Palindromi (Todd Solondz)

Cos’è una scelta? Ogni bivio che la vita ci pone davanti altro non è che un dover scegliere il senso con il quale leggere una lunga frase palindroma. Strade diverse, medesimi risultati, sembra volerci dire Solondz. Questa è la messa in scena dell’impossibilità di scegliere.
L’inquadratura spesso ci mostra prima il particolare (il personaggio) e poi l’oggetto della scelta di quest’ultimo (un caravan, un camion), o forse è meglio dire che l’oggetto viene inquadrato prima che la scelta abbia luogo, come se non vi fosse alternativa.
La stravaganza, al servizio di una realtà forse troppo pesante per essere attraversata con linee rette, è una pista circolare che tutto avvolge ma nulla sovrasta.

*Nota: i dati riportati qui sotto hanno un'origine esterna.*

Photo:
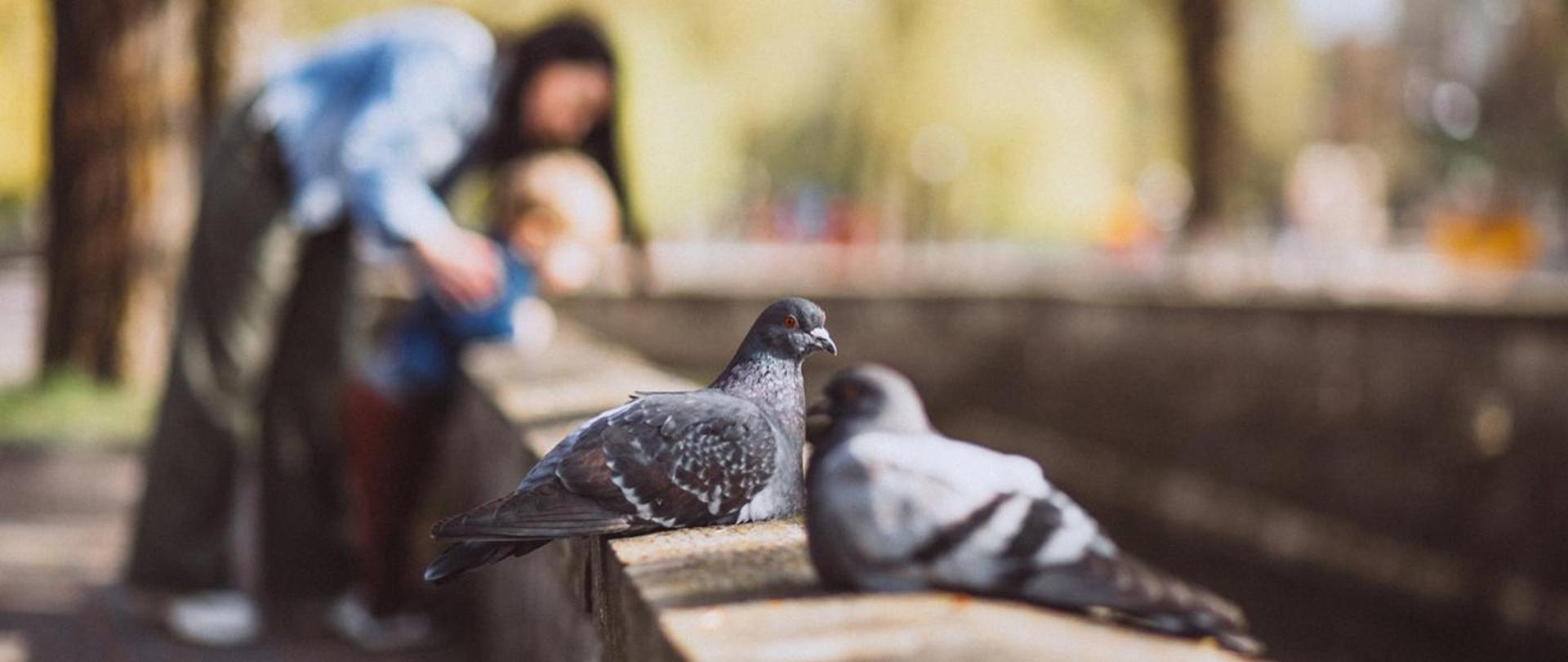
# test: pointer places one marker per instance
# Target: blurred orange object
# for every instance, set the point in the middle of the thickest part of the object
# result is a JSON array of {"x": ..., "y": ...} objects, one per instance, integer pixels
[{"x": 1504, "y": 239}]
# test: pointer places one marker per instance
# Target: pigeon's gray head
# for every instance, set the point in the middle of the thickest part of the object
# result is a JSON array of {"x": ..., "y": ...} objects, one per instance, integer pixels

Il reale (e non si tratta di un “paese delle meraviglie”) è dietro (più che dentro) l’immagine .
Quello che varia è l’apparenza, perché Aviva cambia forma ma non sostanza, e questo cambiamento di “personaggio” non segue di pari passo un cambiamento di “persona” (il personaggio in questo caso sarebbe la forma, la persona, invece, la sostanza).
Questo è un cinema fatto di anime orfane, di felicità crocifisse e di feti incelofanati, un cinema che non scende a compromessi, scorrettamente corretto (a tratti davvero spietato), che pone domande il cui punto interrogativo è l’immagine. Un cinema che spesso e volentieri sfiora il sublime.